El cielo de la noche cruzado por la Vía Láctea no es casualidad, si consideramos el hecho de que nosotros estamos aquí, mirándola
Era una noche óptima. La atmósfera tenía gran transparencia y mínima turbulencia. El telescopio y el detector funcionaban a la perfección. Los mapas satelitales mostraban al centro anticiclónico enclavado entre la segunda y la octava región, desviando las nubes del Pacífico hacia el sur de La Silla, en el Norte Chico.
La marcha de mis objetos hacia el ocaso y el alivio de irme a la cama cuando aún estaba oscuro, mitigaban la tristeza de tener que dejar mi puesto en la sala de control. Grabé la última imagen, saludé al ansioso colega que me seguía y salí del edificio sin encender la linterna.
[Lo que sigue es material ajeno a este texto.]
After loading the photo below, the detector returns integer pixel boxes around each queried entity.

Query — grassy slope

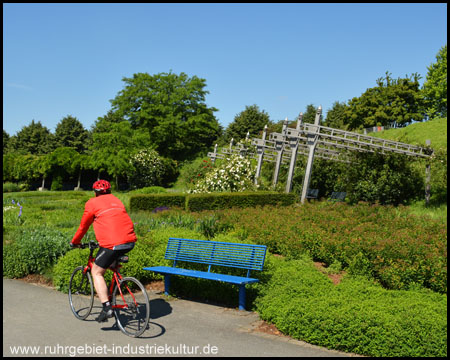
[368,117,447,150]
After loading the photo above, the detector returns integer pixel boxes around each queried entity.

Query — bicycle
[68,241,150,337]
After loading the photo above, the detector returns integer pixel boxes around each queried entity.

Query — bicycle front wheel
[112,277,150,337]
[68,266,94,320]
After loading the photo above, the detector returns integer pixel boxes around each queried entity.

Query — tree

Pese a cientos de noches de experiencia, la oscuridad me impactó. Al principio es completa. Luego, a medida que la pupila se dilata, van apareciendo las estrellas. Finalmente, el cielo se convierte en un escándalo de miles de luces punzantes y minúsculas. La Vía Láctea cruza, alta e imponente, el cielo del Sur. Vuelvo a maravillarme al ver mi sombra en el suelo pese a que no hay ni Luna ni luces encendidas.
La conciencia de estar experimentando algo que nos ha acompañado desde antes de ser humanos gatilla un pensamiento que a la vez me emociona, me sobrecoge, y me tranquiliza: La hermosa galaxia gigante está ahí afuera como techo porque nosotros estamos aquí abajo mirando.
¿Suena extraño? Me explico. Hace unos 13,7 mil millones de años nació el universo. Su composición química era hidrógeno, helio, y litio (90%, 10% y casi 0%, respectivamente). Su temperatura era enorme y los tres primeros elementos de la Tabla Periódica, en estado gaseoso, estaban distribuidos uniformemente. No había concentraciones de materia y regiones vacías como ahora. No existían, siquiera, los átomos necesarios para formar moléculas complejas.
Luego, millones tras millones de años el espacio se expandió, la fuerza de gravedad concentró la materia y nacieron las estrellas, comenzando así su trabajo de hormiga: generar átomos más complejos en los hornos nucleares en su interior. Estrellas y gases primigenios se juntaron formando galaxias. Algunas de estas se hicieron muy grandes.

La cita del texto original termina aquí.